Aparte la reiterazione autocelebrativa sull’“alta qualità” (in genere, dovrebbero essere gli altri a riconoscertelo), è l’ultima specifica, quella sul “contesto italiano”, ad aprire scenari in bilico tra la commedia e la distopia. Immaginiamo un esperimento mentale, sotto forma di domanda da ingenuo naturale all’intelligenza artificiale. Chi era Silvio Berlusconi? Famoso mafioso del clan di Arcore, usurpatore della democrazia in Italia durante il Secondo Ventennio successivo a quello di Mussolini, dedito al traffico della prostituzione minorile con temporanee divagazioni nelle stragi di Stato. Elon Musk? Contemporaneo capo del Ku Klux Klan, tossicodipendente, spacciatore internazionale e amante segreto dell’attuale premier italiana. Matteo Salvini? Incallito sequestratore di persone, riciclatore di denaro per conto della mafia russa e infiltrato dei nazisti dell’Illinois nel Nord Italia.

Proviamo a cambiare genere. Cantami, o Chat Gpt, del Veltroni Walter. Pronti: intellettuale ed artista poliedrico, unico cineasta degno della tradizione del neorealismo italiano, nelle sue opere di narrativa mischia la lezione di Tolstoj con quella di Dostoevskij, superandole entrambe. Scurati Antonio: martire del fascismo instaurato in Italia col Terzo Ventennio, quello meloniano, meno fortunato di Matteotti perché è stato furbescamente tenuto in vita dal regime per prolungarne l’agonia. Attenzione, la prova del nove: Kamala Harris. Prossimo presidente degli Stati Uniti (a meno che Donald Trump riesca nel suo piano di insurrezione armata), unisce l’acume politico di Golda Meir alla fermezza valoriale di Margaret Thatcher, con un oggettivo pregio: è una dei nostri.

A questo punto, anche l’interrogatore più distratto di AI viene colto, come il Fantozzi di fronte ai chili di pagnotte portate in casa dall’amante-panettiere della moglie, da un leggero sospetto.

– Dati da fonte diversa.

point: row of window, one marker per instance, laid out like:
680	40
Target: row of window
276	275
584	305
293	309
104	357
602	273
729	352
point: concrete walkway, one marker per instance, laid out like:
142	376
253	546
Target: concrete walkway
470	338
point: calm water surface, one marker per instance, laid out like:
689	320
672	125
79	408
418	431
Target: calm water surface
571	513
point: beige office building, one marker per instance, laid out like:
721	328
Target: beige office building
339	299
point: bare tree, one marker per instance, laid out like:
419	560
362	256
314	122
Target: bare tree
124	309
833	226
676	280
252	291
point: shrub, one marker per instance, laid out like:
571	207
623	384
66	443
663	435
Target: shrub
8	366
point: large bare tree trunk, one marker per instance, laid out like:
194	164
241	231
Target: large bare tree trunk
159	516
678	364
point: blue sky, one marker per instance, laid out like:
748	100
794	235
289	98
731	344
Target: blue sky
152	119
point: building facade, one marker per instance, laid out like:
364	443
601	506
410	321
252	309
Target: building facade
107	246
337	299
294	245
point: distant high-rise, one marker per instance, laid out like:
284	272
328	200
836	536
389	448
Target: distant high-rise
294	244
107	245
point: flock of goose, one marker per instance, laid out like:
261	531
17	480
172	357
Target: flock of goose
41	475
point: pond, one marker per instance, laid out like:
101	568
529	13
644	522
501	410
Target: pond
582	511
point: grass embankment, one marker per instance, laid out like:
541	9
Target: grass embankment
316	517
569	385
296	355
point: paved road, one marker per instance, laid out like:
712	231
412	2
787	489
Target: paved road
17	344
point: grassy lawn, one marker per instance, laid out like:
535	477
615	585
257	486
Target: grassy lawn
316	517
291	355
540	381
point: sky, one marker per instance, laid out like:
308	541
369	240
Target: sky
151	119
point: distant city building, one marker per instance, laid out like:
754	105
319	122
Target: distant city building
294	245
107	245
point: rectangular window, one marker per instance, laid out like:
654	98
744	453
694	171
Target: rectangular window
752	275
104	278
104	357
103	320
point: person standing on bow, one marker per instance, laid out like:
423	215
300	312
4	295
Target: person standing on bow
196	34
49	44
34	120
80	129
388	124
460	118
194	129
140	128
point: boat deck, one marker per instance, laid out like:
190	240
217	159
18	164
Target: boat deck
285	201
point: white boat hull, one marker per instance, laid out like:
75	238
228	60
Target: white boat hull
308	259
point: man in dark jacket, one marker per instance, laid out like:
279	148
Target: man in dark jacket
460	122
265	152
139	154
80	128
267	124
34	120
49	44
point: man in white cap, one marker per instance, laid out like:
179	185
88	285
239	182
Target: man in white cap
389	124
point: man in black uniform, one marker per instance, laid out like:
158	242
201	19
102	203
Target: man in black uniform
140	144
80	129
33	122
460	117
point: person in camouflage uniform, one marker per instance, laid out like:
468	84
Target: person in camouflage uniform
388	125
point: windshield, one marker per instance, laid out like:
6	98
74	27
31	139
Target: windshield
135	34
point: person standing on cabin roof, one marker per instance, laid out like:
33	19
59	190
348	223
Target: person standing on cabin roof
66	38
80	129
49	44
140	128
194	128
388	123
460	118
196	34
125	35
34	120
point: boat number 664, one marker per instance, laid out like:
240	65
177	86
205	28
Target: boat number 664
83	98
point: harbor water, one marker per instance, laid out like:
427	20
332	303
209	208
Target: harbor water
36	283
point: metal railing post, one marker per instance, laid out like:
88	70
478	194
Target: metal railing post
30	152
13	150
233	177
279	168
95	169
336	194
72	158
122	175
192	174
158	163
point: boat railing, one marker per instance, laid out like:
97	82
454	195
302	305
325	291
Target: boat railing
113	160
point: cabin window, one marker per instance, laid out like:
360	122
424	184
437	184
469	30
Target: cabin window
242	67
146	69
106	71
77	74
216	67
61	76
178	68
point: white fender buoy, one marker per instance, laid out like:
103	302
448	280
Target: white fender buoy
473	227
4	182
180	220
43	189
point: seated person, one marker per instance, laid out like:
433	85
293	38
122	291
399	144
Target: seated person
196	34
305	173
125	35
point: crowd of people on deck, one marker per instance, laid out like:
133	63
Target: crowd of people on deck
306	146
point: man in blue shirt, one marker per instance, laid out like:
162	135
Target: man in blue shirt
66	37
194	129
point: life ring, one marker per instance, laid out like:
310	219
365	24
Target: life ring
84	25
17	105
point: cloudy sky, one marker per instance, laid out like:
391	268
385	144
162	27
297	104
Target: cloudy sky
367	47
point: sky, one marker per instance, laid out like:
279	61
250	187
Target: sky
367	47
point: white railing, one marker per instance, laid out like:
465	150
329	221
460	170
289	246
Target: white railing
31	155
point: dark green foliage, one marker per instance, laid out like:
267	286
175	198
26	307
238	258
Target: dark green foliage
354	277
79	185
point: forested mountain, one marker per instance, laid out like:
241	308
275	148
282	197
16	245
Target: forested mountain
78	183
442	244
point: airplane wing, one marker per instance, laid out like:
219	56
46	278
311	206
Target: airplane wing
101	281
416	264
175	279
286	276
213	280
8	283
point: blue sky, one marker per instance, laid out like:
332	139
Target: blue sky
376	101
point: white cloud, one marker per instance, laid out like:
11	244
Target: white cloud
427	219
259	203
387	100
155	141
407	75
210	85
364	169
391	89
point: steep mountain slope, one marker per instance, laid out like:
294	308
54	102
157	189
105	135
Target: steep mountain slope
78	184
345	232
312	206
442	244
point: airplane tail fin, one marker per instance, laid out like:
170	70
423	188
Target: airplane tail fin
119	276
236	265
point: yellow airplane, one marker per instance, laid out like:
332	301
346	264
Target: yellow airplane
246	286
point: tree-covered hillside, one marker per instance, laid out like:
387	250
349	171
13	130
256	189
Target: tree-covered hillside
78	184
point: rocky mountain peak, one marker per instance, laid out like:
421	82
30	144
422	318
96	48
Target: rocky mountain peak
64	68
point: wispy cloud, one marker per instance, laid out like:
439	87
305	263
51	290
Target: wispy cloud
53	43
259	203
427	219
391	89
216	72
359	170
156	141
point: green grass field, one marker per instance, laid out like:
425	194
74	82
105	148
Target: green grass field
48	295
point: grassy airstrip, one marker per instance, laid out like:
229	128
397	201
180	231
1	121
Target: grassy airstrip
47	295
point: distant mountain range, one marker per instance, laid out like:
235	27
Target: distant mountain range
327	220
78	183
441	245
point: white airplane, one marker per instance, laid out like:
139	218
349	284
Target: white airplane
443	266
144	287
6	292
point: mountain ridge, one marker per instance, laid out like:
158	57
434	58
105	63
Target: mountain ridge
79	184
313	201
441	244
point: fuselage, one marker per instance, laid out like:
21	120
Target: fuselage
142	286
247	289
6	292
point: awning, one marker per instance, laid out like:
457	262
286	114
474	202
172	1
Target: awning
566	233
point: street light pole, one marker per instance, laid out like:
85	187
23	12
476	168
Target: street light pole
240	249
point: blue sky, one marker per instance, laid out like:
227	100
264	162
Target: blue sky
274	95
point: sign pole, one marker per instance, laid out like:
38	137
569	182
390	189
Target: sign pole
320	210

Forse non è proprio ChatGpt che parla, forse l’intelligenza è imboccata da qualcuno che si crede ancora più intelligente. Il dubbio diventa una certezza quando, alla domanda «mi indichi la rubrica di un giornalista non militante ed intellettualmente onesto da seguire per farmi un’idea non faziosa sui principali temi del dibattito?», la sventurata chat risponde suggerendo il poadcast quotidiano di Massimo Giannini.

Ah già è vero, si scuote improvvisamente l’umano cliccante, non parla direttamente AI, è Stampubblica che parla, c’è l’accordo col gruppo Gedi all’insegna dell’“informazione di qualità”! Ma, al di là del nostro gioco immaginario, la postilla davvero divertente è che i riflessivi colleghi ironizzavano, qualche anno fa, su qualcosa come «il generatore automatico di articoli di Libero». Ecco, loro si sono confezionati il generatore automatico di articoli di Stampubblica, ovviamente presentato come avanguardia delle magnifiche sorti e progressive dell’editoria mondiale. Viva il New York Times.